Des larmes d’impatience lui montèrent aux yeux ; se détournant, elle allait demander à la comtesse la permission de se rendre chez son frère, lorsque des pas légers se firent entendre. C’était Natacha qui accourait, cette Natacha qui lui avait tant déplu lors de leur première entrevue ; mais il lui suffit de jeter un coup d’œil sur elle pour sentir que celle-là du moins, sympathisait complètement avec elle, et qu’elle partageait sincèrement sa douleur. Elle se précipita vers elle, l’embrassa et éclata en sanglots sur son épaule. Lorsque Natacha, assise au chevet du prince André, avait été informée de l’arrivée de la princesse, elle avait doucement quitté la chambre pour courir à sa rencontre. Son visage ému n’exprimait qu’un amour sans bornes pour lui, pour elle, pour tous ceux qui tenaient de près à celui qui lui était cher, une compassion infinie pour les autres, et un désir passionné de se sacrifier tout entière pour ceux qui souffraient ! La pensée égoïste d’unir à jamais son avenir à celui du prince André n’existait plus dans son cœur. L’instinct si délicat de la princesse Marie le lui fit deviner au premier regard, et cette découverte diminua l’amertume de ses larmes.

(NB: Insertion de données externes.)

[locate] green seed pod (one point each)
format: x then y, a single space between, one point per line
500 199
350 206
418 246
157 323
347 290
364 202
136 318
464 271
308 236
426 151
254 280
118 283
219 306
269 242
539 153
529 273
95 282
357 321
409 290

« Allons chez lui, Marie, » dit Natacha en l’entraînant dans une autre pièce. La princesse releva la tête et s’essuya les yeux, mais, au moment de lui poser une question, elle s’arrêta. Elle sentait que la parole serait impuissante à l’exprimer ou à y répondre, et qu’elle lirait sur la physionomie et dans les yeux de Natacha tout ce qu’elle désirait apprendre.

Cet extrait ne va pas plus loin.